Assuming that you're fine with triangles whose sides are not, themselves, parts of the diagonals, that will be fine for a heptagon whose vertices are in general convex position: we just need to subtract off triangles with two points on a diagonal.
To do this as generally as possible: if we fix a vertex $P$, the number of degenerate triangles including that vertex is $2\cdot \binom{7}{5}$ (and $2 \cdot \binom{n}{5}$ in general). The reasoning:
- We get a degenerate triangle from two intersection points on a diagonal out of $P$.
- Each intersection point lies on another diagonal with two endpoints - one to the left of the first diagonal, and one to its right.
- This determines five vertices: the other endpoint of the diagonal through $P$, and both endpoints of each of the other diagonals.
- If we choose five vertices $A_1, A_2, A_3, A_4, A_5$ in that order around the circle, the diagonal through $P$ must be $PA_3$, and the two vertices must lie either on $A_1A_4$ and $A_2A_5$, or else on $A_1A_5$ and $A_2A_4$.

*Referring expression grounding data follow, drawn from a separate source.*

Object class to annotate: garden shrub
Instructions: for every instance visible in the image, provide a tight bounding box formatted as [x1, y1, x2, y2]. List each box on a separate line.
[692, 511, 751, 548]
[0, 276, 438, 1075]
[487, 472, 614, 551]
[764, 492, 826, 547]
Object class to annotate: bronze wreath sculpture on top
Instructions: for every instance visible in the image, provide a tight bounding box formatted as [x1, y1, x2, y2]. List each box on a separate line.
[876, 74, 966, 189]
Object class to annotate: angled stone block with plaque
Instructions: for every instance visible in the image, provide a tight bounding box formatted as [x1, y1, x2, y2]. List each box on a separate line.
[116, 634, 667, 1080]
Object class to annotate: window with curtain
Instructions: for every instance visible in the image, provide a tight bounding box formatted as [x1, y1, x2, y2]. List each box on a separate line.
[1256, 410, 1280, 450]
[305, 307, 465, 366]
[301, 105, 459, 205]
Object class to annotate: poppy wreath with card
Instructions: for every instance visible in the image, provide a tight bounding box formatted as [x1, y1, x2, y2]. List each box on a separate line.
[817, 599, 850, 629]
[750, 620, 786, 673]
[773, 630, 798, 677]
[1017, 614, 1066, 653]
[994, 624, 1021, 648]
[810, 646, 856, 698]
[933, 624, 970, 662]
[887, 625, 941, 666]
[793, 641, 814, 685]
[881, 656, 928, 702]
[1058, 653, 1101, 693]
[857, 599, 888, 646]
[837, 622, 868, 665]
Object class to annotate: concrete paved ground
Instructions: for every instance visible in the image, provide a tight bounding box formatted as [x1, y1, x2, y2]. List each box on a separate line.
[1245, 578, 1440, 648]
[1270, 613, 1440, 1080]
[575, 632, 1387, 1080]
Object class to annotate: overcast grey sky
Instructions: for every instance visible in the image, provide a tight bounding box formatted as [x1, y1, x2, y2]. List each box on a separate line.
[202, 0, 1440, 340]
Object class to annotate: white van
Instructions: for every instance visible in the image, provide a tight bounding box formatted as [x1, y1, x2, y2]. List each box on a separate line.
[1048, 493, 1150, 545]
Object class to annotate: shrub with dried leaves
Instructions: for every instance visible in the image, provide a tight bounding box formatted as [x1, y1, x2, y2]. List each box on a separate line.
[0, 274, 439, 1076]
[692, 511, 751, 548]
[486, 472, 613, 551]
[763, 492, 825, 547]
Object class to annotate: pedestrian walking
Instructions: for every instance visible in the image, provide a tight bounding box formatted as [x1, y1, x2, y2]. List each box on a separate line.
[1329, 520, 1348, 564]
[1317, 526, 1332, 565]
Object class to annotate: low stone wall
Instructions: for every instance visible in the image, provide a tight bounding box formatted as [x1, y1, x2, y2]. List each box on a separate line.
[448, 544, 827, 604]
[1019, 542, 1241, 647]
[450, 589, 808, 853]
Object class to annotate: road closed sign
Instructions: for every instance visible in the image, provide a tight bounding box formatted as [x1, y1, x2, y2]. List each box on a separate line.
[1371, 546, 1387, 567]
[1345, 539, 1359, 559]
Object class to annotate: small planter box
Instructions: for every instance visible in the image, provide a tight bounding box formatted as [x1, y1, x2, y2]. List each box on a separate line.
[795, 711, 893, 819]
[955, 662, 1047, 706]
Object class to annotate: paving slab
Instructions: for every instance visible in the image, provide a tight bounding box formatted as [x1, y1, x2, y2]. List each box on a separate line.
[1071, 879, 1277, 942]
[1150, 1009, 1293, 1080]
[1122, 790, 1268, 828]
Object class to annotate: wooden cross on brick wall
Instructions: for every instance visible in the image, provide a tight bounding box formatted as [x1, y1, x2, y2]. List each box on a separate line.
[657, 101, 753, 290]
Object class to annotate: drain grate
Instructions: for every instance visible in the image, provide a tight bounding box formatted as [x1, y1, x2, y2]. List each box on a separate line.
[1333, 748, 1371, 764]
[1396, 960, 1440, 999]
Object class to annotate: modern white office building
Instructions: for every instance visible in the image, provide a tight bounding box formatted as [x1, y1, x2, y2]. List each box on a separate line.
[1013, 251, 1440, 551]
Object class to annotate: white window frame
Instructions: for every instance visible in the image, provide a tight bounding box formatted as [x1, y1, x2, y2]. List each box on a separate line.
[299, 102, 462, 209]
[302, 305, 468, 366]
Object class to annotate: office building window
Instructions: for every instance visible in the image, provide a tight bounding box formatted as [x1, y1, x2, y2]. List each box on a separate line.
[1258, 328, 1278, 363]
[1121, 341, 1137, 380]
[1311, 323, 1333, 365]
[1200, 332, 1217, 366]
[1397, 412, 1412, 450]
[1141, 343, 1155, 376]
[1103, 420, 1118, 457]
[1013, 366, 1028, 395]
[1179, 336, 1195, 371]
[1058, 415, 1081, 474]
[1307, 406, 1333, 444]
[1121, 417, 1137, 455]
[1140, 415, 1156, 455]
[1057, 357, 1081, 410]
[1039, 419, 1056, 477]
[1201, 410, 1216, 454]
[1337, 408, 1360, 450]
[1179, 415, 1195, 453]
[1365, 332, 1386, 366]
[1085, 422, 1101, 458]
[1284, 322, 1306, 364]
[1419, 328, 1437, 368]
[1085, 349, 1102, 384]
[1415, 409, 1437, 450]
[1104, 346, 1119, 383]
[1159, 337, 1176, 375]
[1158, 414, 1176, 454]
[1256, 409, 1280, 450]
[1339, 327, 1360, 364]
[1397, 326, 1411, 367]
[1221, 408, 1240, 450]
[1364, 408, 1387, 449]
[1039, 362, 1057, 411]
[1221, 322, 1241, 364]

We multiply this by $7$ (by $n$) for all the possible ways to choose $P$.
So you want to take your original answer of $7\cdot \binom{7}{4}\cdot \left(\binom{7}{4}-1\right)$ and subtract $2 \cdot 7\cdot \binom{7}{5}$ for the final answer.
Although you asked specifically for non-regular heptagons, it's worth pointing out that for a regular heptagon, the problem is much worse. The first concern is that there might be triple intersections of diagonals: there aren't any for the regular heptagon, but there are some for the regular $n$-gon with larger $n$. The other problem is degenerate triangles like $\triangle ABC$ in the diagram below:
It's not even immediately obvious that $A$, $B$, and $C$ are collinear (they are), let alone how to count all such triples without actually going through the diagram and dealing with every degenerate triangle one at a time.